Try observing the following measures to minimize your vulnerability to urinary tract infections:

·    Drink plenty of fluids. Water should be your go-to fluid option. It dilutes your urine and increases your urination frequency. As such, you’re able to flush out bacteria from your urinary tract frequently. This leaves no chance for infection to build up.

·         Change incontinence briefs frequently. You should change your adult diapers frequently to avoid rashes and skin infections.

·    Drink only water. Steer clear of well-known bladder irritants, like alcohol and caffeine.

·    Keep your genitals clean. Ideally, wipe from front to back after a bowel movement or urinating. This helps stop bacteria present in your anus from finding its way to the urethra or vagina.

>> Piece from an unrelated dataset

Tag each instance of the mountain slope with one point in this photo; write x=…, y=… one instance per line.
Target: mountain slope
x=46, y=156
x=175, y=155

·    Don’t use douches. A douche is a device used to introduce a stream of water into your anal region or vagina for hygienic reasons. Doctors recommend that you avoid douching as it leads to infections in the genital area.

·    Urinate when you feel the urge. Don’t hold back on urinating. Urine flushes out waste, which causes infections when left in the bladder.

·    Use vaginal estrogen. When your estrogen levels depreciate, it causes your vagina to become less lubricated, itchy, burning, and atrophic. Using vaginal cream alleviates all these menopausal symptoms.

Assuming you’ve contracted UTI and you don’t know, what’s the worst that could happen?

What If a UTI Goes Untreated?

If left untreated, the infection may spread up to your kidneys. If the infection continues to pester, it may ultimately lead to a life-threatening condition called sepsis.

Sepsis is characterized by full-body inflammation that results when your body attempts to combat an infection. This inflammation may lead to further problems, like multiple organ failure and even death.

The Bottom Line

You can avoid urinary tract infections as seen from the above-mentioned suggestions. However, if you develop the infection, you should seek prompt treatment to avoid further complications. The trick is to be on the lookout for the suggested classic symptoms and those specific to elderly persons.